Discussions about a public private partnership (PPP) scheme to fund the new Dublin Institute of Technology campus will begin shortly between the Departments of Finance and Education. The campus, at Grangegorman, north Dublin, will cost about £150 million over 10 years and the partnership will be the biggest attempted in the Irish education sector. Other third-level institutions are also being asked to submit potential PPP ideas to the Department of Education, Science and Technology.
DIT hopes to teach the first classes at its new campus by Easter, its president, Dr Brendan Goldsmith, said yesterday. Apprentice classes normally taught in Bolton Street will be first to move to Grangegorman. The faculties of applied arts and built environment would be the next to move, he added.
Dr Goldsmith told The Irish Times he favoured the PPP idea because it would free management to concentrate on teaching matters rather than issues relating to infrastructure.

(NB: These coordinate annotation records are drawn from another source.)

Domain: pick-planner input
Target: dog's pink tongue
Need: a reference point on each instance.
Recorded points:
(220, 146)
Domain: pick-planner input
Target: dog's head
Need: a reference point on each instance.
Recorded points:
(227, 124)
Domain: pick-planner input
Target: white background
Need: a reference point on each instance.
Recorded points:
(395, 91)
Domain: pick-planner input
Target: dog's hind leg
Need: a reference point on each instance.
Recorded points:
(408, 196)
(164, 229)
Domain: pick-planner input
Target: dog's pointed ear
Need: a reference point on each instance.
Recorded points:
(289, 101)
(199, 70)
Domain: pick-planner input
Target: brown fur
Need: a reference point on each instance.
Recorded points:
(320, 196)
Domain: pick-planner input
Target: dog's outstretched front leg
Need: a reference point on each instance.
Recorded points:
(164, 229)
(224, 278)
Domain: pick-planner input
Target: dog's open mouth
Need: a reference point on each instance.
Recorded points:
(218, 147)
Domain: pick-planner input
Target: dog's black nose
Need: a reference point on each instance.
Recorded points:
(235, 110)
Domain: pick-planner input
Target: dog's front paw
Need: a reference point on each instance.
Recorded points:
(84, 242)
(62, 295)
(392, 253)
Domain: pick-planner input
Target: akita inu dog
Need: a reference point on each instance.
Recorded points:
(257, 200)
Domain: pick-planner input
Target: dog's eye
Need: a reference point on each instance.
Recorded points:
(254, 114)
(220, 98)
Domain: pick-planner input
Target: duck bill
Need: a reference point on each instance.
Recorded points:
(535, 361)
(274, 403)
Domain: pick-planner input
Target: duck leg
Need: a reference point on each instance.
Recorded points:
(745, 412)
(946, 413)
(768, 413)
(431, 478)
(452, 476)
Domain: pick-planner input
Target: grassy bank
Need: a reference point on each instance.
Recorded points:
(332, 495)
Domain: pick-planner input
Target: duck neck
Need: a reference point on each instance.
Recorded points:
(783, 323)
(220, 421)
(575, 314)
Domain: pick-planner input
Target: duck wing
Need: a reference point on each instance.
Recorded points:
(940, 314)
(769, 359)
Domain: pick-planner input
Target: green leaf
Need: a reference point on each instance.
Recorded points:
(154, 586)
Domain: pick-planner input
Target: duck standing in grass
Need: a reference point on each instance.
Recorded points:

He said that while he supported PPPs, he did not favour ending all involvement by DIT staff in issues relating to buildings and infrastructure. He added that the involvement of a private consortium would have little impact on the current buildings department of DIT, whichis relatively small.
PPP schemes involve private consortiums building and managing large projects on behalf of the State or State-funded bodies. The consortium accepts the risks and responsibility for the project. PPPs normally run over 20 years and, during that period, the State repays the consortium and eventually takes back the property.
The discussions now hinge on whether all of the Grangegorman campus will form part of a PPP. There will be considerable cost savings to the Government if it goes down this route.
In some educational PPP projects the builder both provides and equips the premises. The two Departments will have to decide whether this should happen in DIT's case.
Dr Goldsmith said a separate part of the Grangegorman project would be the establishment of residences for 650 DIT students. He said the DIT currently provided no student accommodation and the new residences would be funded from private sources.
He said the Eastern Health Board, which is selling the Grangegorman property, would retain some of the buildings attached to St Brendan's Psychiatric Hospital for a time. They are needed by some of the psychiatric patients who are still receiving treatment at St Brendan's.